12.1.11. crate_anon.anonymise.dd

crate_anon/anonymise/dd.py

Copyright (C) 2015, University of Cambridge, Department of Psychiatry. Created by Rudolf Cardinal (rnc1001@cam.ac.uk).

This file is part of CRATE.

CRATE is free software: you can redistribute it and/or modify it under the terms of the GNU General Public License as published by the Free Software Foundation, either version 3 of the License, or (at your option) any later version.

CRATE is distributed in the hope that it will be useful, but WITHOUT ANY WARRANTY; without even the implied warranty of MERCHANTABILITY or FITNESS FOR A PARTICULAR PURPOSE. See the GNU General Public License for more details.

You should have received a copy of the GNU General Public License along with CRATE. If not, see <https://www.gnu.org/licenses/>.

Data dictionary classes for CRATE anonymiser.

The data dictionary is a TSV file, for ease of editing by multiple authors, rather than a database table.

class crate_anon.anonymise.dd.DDTableSummary(src_db: str, src_table: str, src_has_pk: bool, src_pk_fieldname: str, src_constant: bool, src_addition_only: bool, src_defines_pid: bool, src_has_pid: bool, src_has_mpid: bool, src_has_opt_out: bool, src_has_patient_scrub_info: bool, src_has_third_party_scrub_info: bool, src_has_required_scrub_info: bool, src_has_table_comment: bool, dest_table: str, dest_has_rows: bool, dest_add_src_hash: bool, dest_being_scrubbed: bool)[source]

__init__(src_db: str, src_table: str, src_has_pk: bool, src_pk_fieldname: str, src_constant: bool, src_addition_only: bool, src_defines_pid: bool, src_has_pid: bool, src_has_mpid: bool, src_has_opt_out: bool, src_has_patient_scrub_info: bool, src_has_third_party_scrub_info: bool, src_has_required_scrub_info: bool, src_has_table_comment: bool, dest_table: str, dest_has_rows: bool, dest_add_src_hash: bool, dest_being_scrubbed: bool) → None

class crate_anon.anonymise.dd.DataDictionary(config: Config)[source]

Class representing an entire data dictionary.

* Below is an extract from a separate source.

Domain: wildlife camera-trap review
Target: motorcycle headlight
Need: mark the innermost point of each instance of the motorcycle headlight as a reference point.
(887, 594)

__init__(config: Config) → None[source]

Set defaults.

Parameters:: config – crate_anon.anonymise.config.Config

cached_funcs() → List[Any][source]: Returns a list of our methods that are cached. See clear_caches().

check_against_source_db() → None[source]

Check DD validity against the source database(s).

Also caches SQLAlchemy source column types.

check_valid(prohibited_fieldnames: List[str] | None = None, check_against_source_db: bool = True) → None[source]

Check DD validity, internally ± against the source database(s).

Parameters:

prohibited_fieldnames – list of prohibited destination fieldnames
check_against_source_db – check validity against the source database(s)?

Raises:

ValueError –

clear_caches() → None[source]: Clear all our cached information.

classmethod create_from_file(filename: str, config: Config, check_valid: bool = True, override_dialect: Dialect = None) → DataDictionary[source]: Creates a new data dictionary by reading a file.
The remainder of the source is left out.